Purchasing Managers’ Index (PMI)
- Purchasing Managers’ Index (PMI) is an indicator of business activity, both in the manufacturing and services sectors.
- It is a survey-based measures that asks the respondents about changes in their perception of some key business variables from the month before.
- It is calculated separately for the manufacturing and services sectors and then a composite index is constructed.
- It derived from a series of qualitative questions. Executives from a reasonably big sample, running into hundreds of firms, are asked whether key indicators such as output, new orders, business expectations and employment were stronger than the month before and are asked to rate them.
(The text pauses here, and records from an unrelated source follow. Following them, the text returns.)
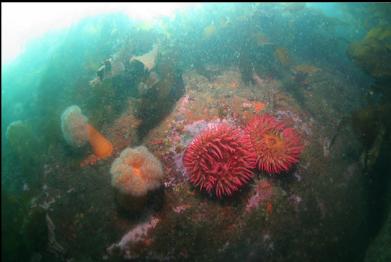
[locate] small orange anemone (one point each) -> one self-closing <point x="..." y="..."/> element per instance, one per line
<point x="101" y="146"/>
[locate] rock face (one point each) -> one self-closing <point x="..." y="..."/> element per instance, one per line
<point x="373" y="52"/>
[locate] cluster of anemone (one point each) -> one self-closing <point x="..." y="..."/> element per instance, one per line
<point x="136" y="175"/>
<point x="77" y="132"/>
<point x="222" y="159"/>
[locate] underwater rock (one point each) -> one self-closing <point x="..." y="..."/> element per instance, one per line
<point x="373" y="53"/>
<point x="160" y="90"/>
<point x="22" y="141"/>
<point x="136" y="175"/>
<point x="148" y="59"/>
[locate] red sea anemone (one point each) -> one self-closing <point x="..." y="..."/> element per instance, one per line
<point x="277" y="147"/>
<point x="220" y="159"/>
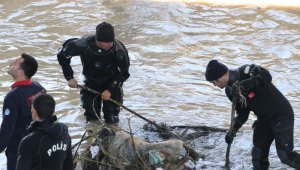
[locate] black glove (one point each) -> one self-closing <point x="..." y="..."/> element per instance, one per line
<point x="230" y="135"/>
<point x="246" y="85"/>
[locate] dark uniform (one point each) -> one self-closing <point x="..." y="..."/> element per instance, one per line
<point x="16" y="117"/>
<point x="275" y="116"/>
<point x="48" y="147"/>
<point x="103" y="70"/>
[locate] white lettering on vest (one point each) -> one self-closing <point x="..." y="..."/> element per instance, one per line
<point x="57" y="147"/>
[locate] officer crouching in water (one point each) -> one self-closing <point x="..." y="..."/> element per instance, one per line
<point x="275" y="116"/>
<point x="48" y="146"/>
<point x="105" y="64"/>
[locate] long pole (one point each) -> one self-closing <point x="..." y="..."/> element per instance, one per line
<point x="234" y="101"/>
<point x="193" y="153"/>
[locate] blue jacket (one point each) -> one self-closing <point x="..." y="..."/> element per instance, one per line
<point x="17" y="115"/>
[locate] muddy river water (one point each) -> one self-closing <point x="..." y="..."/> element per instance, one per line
<point x="169" y="43"/>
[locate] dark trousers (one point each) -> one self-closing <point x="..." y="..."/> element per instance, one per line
<point x="11" y="156"/>
<point x="92" y="102"/>
<point x="265" y="133"/>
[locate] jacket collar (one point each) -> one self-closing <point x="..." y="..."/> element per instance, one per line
<point x="21" y="83"/>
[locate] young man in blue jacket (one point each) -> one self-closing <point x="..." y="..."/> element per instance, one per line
<point x="17" y="105"/>
<point x="48" y="146"/>
<point x="275" y="116"/>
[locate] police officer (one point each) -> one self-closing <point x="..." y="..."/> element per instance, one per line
<point x="16" y="106"/>
<point x="105" y="64"/>
<point x="275" y="116"/>
<point x="48" y="146"/>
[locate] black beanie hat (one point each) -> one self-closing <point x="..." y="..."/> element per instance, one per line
<point x="215" y="70"/>
<point x="105" y="32"/>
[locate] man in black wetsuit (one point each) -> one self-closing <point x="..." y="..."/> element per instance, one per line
<point x="275" y="116"/>
<point x="105" y="64"/>
<point x="48" y="146"/>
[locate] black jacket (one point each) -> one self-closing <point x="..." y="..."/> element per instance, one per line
<point x="17" y="115"/>
<point x="104" y="67"/>
<point x="264" y="99"/>
<point x="47" y="147"/>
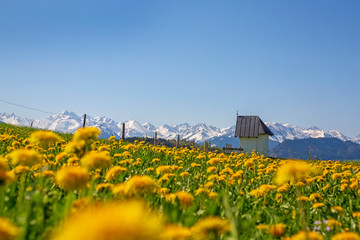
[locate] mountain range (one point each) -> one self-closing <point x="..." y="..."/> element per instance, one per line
<point x="68" y="122"/>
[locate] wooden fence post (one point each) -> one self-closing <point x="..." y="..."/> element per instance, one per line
<point x="123" y="132"/>
<point x="84" y="120"/>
Purchasing Managers’ Index implications for the economy
- The PMI is usually released at the start of the month, much before most of the official data on industrial output, manufacturing and GDP growth becomes available.
- It is considered a good leading indicator of economic activity. Economists consider the manufacturing growth measured by the PMI as a good indicator of industrial output, for which official statistics are released later.
- Central banks of many countries also use the index to help make decisions on interest rates.